What do you want to do when you grow up?
— I want to be famous.
Okay, but what will you be famous for?
— I dunno. Does it matter, really? I just want to be admired … and to live forever.
Sounds silly, doesn’t it?!! Actually, the “fame bug” has bitten many of us. Some of us are impatient to “make it” in terms of being recognised or becoming “household names”, making 100% of our salaries from our art, music or writing, formidable wealth, coveted awards and prizes, accomplishments such as dozens of published books, digital music recordings, art exhibitions at famous galleries and museums, etc. — while we are still alive (and hopefully before we are forty-something); and others smugly console ourselves with thinking that we are “just ahead of our time”, and wait for the world to catch up to us (after all, being recognised as once “misunderstood and unappreciated geniuses” in the annals of history is no mere door prize).
But what are the effects of the desire to become famous on artists, and their work? On the way we see the world? Upon our personalities, our tolerances of humanity? And is anyone ever really “ahead of his/her time”? Does fame in our own lifetimes make us more exciting artists, or can it lead to laziness and loss of focus?
Jean Cocteau: “The reward of art is not fame or success but intoxication: that is why so many bad artists are unable to give it up.”
That quote is priceless. Is it not passionate intoxication with the art itself that spurs us on to new ways of thinking and expressing ourselves, and often in adversity, non-acceptance, poverty? And is it not more satisfying to create a new genre or style, than to compete with others in already prescribed ways of artistic expression and form? Perhaps, for some of us … but certainly not for all. Poverty, non-acceptance and adversity are not “romantic”, and they sometimes get in the way of our creative drive and intuition. That is a lonely route to travel; and although we may sincerely believe that we have genius “ahead of our time” we can never be certain that we will – in fact – be judged positively decades or centuries after death.
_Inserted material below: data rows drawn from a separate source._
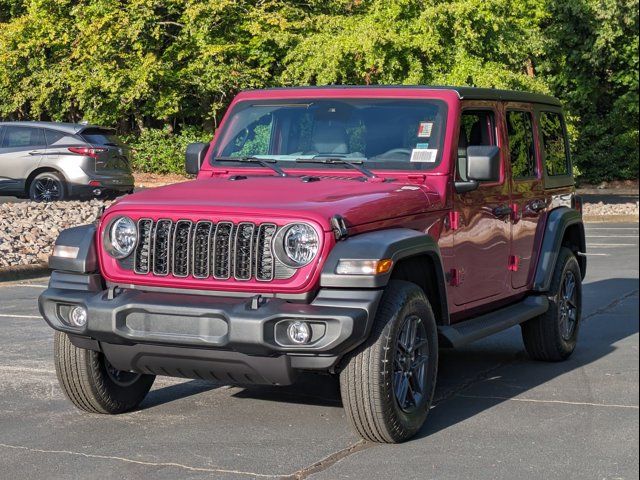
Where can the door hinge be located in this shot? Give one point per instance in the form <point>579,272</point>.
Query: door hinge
<point>454,220</point>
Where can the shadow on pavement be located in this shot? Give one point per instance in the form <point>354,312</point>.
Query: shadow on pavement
<point>458,369</point>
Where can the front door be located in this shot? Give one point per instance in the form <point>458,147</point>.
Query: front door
<point>481,218</point>
<point>527,192</point>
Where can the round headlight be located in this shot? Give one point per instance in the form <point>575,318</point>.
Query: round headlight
<point>301,244</point>
<point>122,238</point>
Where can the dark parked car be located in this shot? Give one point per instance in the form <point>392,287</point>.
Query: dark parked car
<point>49,161</point>
<point>345,231</point>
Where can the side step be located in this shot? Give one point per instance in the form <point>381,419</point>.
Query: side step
<point>468,331</point>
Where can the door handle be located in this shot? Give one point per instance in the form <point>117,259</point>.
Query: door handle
<point>502,211</point>
<point>537,205</point>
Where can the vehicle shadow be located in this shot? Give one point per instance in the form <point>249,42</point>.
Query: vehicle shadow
<point>458,369</point>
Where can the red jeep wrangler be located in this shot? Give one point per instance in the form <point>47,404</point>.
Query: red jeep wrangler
<point>341,230</point>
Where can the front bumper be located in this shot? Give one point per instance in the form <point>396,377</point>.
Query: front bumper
<point>238,339</point>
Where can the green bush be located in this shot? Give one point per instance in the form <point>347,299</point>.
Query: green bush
<point>160,151</point>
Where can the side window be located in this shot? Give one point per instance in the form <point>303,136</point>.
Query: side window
<point>16,137</point>
<point>53,136</point>
<point>556,160</point>
<point>477,127</point>
<point>521,144</point>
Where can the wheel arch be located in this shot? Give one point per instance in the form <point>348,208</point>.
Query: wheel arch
<point>564,227</point>
<point>416,258</point>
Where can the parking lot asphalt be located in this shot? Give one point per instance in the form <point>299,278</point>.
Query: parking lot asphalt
<point>497,414</point>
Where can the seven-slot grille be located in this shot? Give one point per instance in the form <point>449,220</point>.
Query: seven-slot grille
<point>206,249</point>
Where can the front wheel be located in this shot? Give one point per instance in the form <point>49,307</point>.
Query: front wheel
<point>553,335</point>
<point>387,384</point>
<point>92,383</point>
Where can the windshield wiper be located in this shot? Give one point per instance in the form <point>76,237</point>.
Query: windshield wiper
<point>356,164</point>
<point>267,163</point>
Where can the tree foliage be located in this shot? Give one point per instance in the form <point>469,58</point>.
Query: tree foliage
<point>141,64</point>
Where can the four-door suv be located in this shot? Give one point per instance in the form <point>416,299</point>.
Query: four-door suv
<point>48,161</point>
<point>350,231</point>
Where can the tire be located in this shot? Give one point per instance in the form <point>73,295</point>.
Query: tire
<point>552,336</point>
<point>47,187</point>
<point>92,384</point>
<point>372,380</point>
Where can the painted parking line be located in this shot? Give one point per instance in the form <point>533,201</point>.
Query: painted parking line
<point>611,245</point>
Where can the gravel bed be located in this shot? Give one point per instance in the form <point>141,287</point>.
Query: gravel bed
<point>28,230</point>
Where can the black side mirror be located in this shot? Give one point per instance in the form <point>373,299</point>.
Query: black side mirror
<point>483,165</point>
<point>195,156</point>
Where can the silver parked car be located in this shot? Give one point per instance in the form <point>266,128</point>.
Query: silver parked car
<point>49,161</point>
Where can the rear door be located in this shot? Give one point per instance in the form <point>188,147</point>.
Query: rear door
<point>527,191</point>
<point>113,156</point>
<point>20,153</point>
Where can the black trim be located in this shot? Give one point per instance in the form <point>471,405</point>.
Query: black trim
<point>459,334</point>
<point>558,221</point>
<point>87,259</point>
<point>466,93</point>
<point>396,244</point>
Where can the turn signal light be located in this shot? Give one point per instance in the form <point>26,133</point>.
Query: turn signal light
<point>364,267</point>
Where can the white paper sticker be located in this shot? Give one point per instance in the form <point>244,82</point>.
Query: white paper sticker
<point>426,155</point>
<point>424,129</point>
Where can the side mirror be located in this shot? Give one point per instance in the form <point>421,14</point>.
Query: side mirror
<point>483,165</point>
<point>195,156</point>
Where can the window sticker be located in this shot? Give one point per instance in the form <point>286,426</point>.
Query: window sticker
<point>424,155</point>
<point>424,129</point>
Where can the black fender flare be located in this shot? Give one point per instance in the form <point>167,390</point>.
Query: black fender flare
<point>86,259</point>
<point>558,221</point>
<point>395,244</point>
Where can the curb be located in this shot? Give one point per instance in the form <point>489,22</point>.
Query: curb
<point>610,218</point>
<point>23,272</point>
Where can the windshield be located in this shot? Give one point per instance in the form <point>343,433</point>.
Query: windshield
<point>380,133</point>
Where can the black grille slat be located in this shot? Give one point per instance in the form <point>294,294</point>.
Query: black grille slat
<point>142,255</point>
<point>181,248</point>
<point>201,248</point>
<point>161,247</point>
<point>205,249</point>
<point>264,265</point>
<point>221,250</point>
<point>243,251</point>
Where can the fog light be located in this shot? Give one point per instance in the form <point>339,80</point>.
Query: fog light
<point>78,316</point>
<point>299,332</point>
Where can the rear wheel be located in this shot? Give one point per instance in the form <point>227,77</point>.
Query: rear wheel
<point>553,336</point>
<point>387,384</point>
<point>47,187</point>
<point>92,383</point>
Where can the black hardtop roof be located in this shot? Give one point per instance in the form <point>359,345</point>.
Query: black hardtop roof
<point>467,93</point>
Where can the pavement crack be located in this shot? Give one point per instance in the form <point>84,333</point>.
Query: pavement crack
<point>140,462</point>
<point>330,460</point>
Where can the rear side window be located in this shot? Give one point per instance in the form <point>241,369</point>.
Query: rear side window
<point>16,137</point>
<point>100,136</point>
<point>556,159</point>
<point>521,144</point>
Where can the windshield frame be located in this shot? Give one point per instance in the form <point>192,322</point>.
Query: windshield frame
<point>443,114</point>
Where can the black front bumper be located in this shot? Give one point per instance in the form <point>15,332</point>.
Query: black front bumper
<point>232,339</point>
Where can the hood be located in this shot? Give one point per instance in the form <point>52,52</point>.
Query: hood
<point>359,202</point>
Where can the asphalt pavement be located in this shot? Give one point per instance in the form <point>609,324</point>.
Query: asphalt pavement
<point>497,415</point>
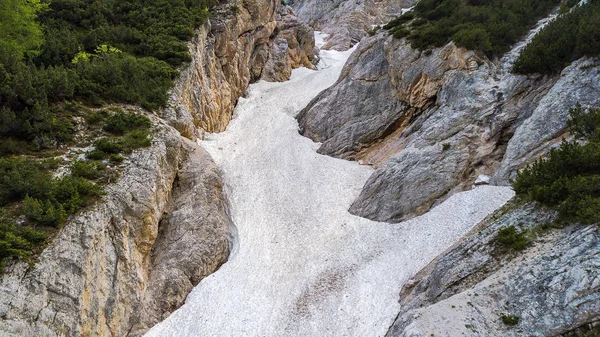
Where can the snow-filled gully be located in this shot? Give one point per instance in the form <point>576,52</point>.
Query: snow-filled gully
<point>304,266</point>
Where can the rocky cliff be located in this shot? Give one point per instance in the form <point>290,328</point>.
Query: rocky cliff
<point>432,122</point>
<point>110,271</point>
<point>550,289</point>
<point>257,39</point>
<point>126,263</point>
<point>347,22</point>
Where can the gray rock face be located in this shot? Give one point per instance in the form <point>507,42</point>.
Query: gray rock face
<point>552,286</point>
<point>347,130</point>
<point>111,264</point>
<point>293,46</point>
<point>126,263</point>
<point>431,123</point>
<point>347,22</point>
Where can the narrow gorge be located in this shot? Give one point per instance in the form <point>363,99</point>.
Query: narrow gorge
<point>314,172</point>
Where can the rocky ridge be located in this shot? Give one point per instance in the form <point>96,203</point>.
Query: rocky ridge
<point>347,22</point>
<point>432,122</point>
<point>116,269</point>
<point>550,289</point>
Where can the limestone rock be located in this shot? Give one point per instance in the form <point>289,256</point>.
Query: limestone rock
<point>552,286</point>
<point>123,265</point>
<point>108,264</point>
<point>228,53</point>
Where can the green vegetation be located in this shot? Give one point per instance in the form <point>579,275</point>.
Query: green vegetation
<point>490,26</point>
<point>510,320</point>
<point>571,36</point>
<point>56,57</point>
<point>568,180</point>
<point>47,200</point>
<point>90,51</point>
<point>17,241</point>
<point>511,238</point>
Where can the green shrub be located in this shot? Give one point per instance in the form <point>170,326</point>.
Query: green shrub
<point>136,139</point>
<point>109,145</point>
<point>569,178</point>
<point>488,26</point>
<point>121,122</point>
<point>511,238</point>
<point>572,35</point>
<point>17,241</point>
<point>510,320</point>
<point>86,169</point>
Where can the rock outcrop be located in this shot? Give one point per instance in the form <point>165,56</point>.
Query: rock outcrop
<point>550,289</point>
<point>243,42</point>
<point>109,272</point>
<point>431,122</point>
<point>126,263</point>
<point>347,22</point>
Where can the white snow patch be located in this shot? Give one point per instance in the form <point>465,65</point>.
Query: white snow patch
<point>303,265</point>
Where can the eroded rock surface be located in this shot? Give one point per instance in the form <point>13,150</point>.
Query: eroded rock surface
<point>431,122</point>
<point>229,52</point>
<point>126,263</point>
<point>553,287</point>
<point>108,265</point>
<point>347,22</point>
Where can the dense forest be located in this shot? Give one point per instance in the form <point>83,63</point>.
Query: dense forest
<point>490,26</point>
<point>572,35</point>
<point>64,59</point>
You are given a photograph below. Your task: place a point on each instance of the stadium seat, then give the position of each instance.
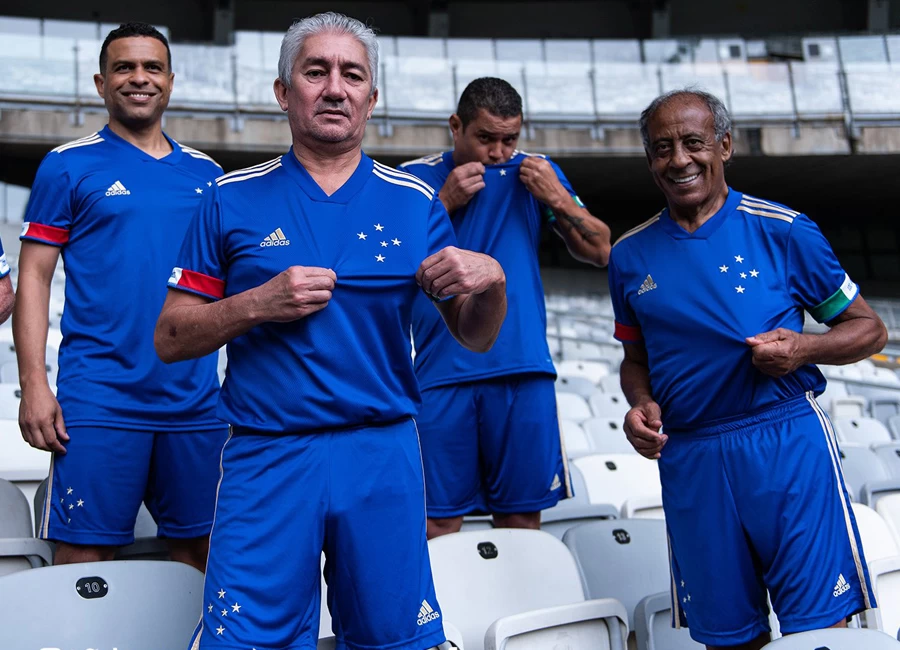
(615, 478)
(606, 436)
(860, 465)
(609, 405)
(622, 559)
(134, 605)
(483, 576)
(653, 626)
(572, 407)
(835, 639)
(863, 431)
(878, 542)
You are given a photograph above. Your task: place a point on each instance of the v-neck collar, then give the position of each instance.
(308, 184)
(710, 226)
(172, 158)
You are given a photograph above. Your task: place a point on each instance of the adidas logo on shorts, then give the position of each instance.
(841, 587)
(426, 614)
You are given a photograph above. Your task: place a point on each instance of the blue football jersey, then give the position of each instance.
(119, 216)
(348, 365)
(693, 298)
(502, 220)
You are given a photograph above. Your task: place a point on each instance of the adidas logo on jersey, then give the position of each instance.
(426, 614)
(841, 587)
(648, 285)
(117, 189)
(277, 238)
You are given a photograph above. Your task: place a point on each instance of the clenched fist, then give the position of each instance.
(454, 272)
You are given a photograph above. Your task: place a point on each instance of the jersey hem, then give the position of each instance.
(466, 378)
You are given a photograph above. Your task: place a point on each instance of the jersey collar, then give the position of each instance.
(707, 229)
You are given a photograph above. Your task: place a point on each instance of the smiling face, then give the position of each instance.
(487, 139)
(330, 98)
(137, 82)
(686, 160)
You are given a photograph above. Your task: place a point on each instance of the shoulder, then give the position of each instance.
(401, 181)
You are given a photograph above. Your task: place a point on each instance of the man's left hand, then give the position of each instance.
(541, 180)
(453, 272)
(778, 352)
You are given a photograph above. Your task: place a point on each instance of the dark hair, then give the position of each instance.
(127, 30)
(494, 95)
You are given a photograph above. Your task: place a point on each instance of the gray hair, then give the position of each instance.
(721, 118)
(328, 22)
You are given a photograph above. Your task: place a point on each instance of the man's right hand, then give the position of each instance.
(295, 293)
(642, 425)
(41, 421)
(461, 185)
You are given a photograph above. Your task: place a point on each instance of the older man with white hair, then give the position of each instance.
(307, 266)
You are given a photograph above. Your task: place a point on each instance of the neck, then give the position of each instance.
(692, 217)
(149, 139)
(329, 166)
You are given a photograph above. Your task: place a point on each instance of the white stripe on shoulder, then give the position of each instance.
(224, 180)
(390, 171)
(397, 181)
(749, 200)
(764, 213)
(250, 170)
(639, 228)
(94, 138)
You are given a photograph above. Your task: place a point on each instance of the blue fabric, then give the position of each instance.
(119, 216)
(359, 496)
(759, 502)
(492, 446)
(693, 298)
(97, 486)
(349, 364)
(504, 221)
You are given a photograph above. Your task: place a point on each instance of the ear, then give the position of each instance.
(280, 93)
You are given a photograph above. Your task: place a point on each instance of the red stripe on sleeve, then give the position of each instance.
(44, 233)
(202, 284)
(627, 333)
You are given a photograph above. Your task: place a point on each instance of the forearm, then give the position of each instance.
(586, 236)
(635, 381)
(30, 324)
(480, 318)
(190, 331)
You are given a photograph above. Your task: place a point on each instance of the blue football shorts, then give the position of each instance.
(96, 488)
(357, 494)
(759, 503)
(492, 446)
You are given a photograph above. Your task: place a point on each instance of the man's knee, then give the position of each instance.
(443, 526)
(77, 553)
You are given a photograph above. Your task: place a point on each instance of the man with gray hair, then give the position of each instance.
(709, 298)
(307, 266)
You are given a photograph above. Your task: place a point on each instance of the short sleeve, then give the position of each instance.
(815, 278)
(49, 214)
(201, 266)
(627, 329)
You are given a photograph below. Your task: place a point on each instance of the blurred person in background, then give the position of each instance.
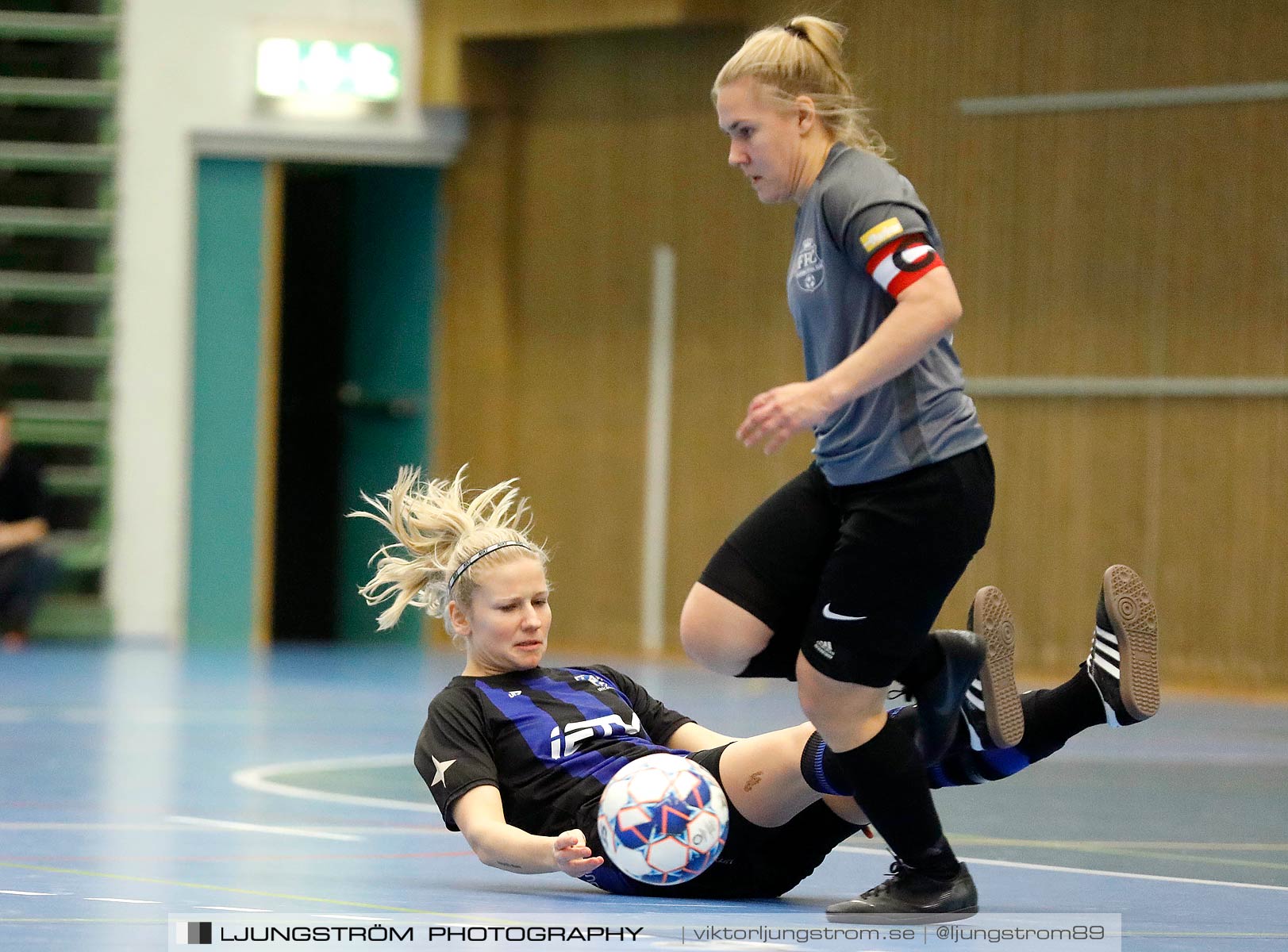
(26, 570)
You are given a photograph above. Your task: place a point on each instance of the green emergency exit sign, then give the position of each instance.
(326, 70)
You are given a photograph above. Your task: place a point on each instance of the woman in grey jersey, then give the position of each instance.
(836, 580)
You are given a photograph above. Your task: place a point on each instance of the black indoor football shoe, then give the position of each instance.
(1124, 660)
(940, 698)
(994, 718)
(911, 896)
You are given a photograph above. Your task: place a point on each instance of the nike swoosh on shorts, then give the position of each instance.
(833, 616)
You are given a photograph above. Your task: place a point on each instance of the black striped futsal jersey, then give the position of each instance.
(549, 739)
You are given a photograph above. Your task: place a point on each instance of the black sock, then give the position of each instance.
(1052, 716)
(1050, 719)
(821, 768)
(890, 787)
(925, 666)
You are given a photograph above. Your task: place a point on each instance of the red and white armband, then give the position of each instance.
(899, 264)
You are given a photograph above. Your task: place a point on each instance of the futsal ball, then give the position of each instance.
(663, 820)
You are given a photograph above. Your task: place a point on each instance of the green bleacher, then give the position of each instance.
(58, 88)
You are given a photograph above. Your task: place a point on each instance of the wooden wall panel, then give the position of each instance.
(1114, 243)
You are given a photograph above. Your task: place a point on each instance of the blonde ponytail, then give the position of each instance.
(802, 57)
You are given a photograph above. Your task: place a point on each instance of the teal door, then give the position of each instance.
(386, 390)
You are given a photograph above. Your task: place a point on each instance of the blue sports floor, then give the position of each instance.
(136, 782)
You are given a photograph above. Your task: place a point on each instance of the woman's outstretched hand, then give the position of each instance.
(572, 854)
(775, 416)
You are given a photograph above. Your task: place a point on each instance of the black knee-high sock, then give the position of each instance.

Therefore, I ignore the romanticism of the misunderstood and starving artist/poet, as well as contemporary trends in art and the “fame bug”. I prefer to listen to my critics, test out their wishes for my art and literature in private, throw out what I cannot use … and continue to explore. More than one “conservative/old school” critic has been advised to instead go write his/her own book or paint his/her own painting in just the way that they wish I would have done.
I have no “niche”, and I do not wish to be pigeon-holed or recognised as “this, that or the other” artistically (at least not before the history books have to struggle with categorising me — long after my death). I may expound philosophical rants from time to time, but just as my art and literature are not always necessarily direct reflections of my opinions, experiences or politics, they are a part of me on some level — if none other than individual consciousness vs. collective consciousness, and are thus subject to change, expand, decrease, deceive, provoke and even to bore with banality.
It is that freedom that I insist upon (albeit it oftentimes exists solely in my own mind) that awards me the possibility to think and create outside of the box, to be creative in sometimes different ways, to embrace the countless possibilities in Life and in Art, to take chances, to fall on my face artistically and learn better solutions and techniques in my next oeuvre, and to never give up on being creative — no matter how unknown or unsuccessful I may be in the eyes of fame-seekers and celebrity-idols, or persons who wish to impose their own visions of reality and the world upon my art.
Many years ago, an art customer of mine who had purchased several large paintings suddenly asked me when I thought I would become “famous”, so that the value of the investments would appreciate. I smiled and replied: “Perhaps in some years, perhaps never. In the meantime, it is best to buy art that you love and which enriches your surroundings and life.”
In 2006, the New York Times ran an excellent article entitled “The Fame Motive”
It provides much insight into the questions I am addressing.
Decades ago, I was at an afternoon concert at Carnegie Hall, which included a new piece by the then “newly eminent” composer Witold Lutoslawski on the program. There were many senior citizens in the audience (many were then the age that I am now). Shortly after the piece began almost one-third of the audience rose up and left the concert hall in protest. The music was just too much for them — too contemporary. It was – perhaps – ahead of its time. Or was it just out of sync with THEIR time?
Will I manage to keep up with new art in time? Or should I just make my own time?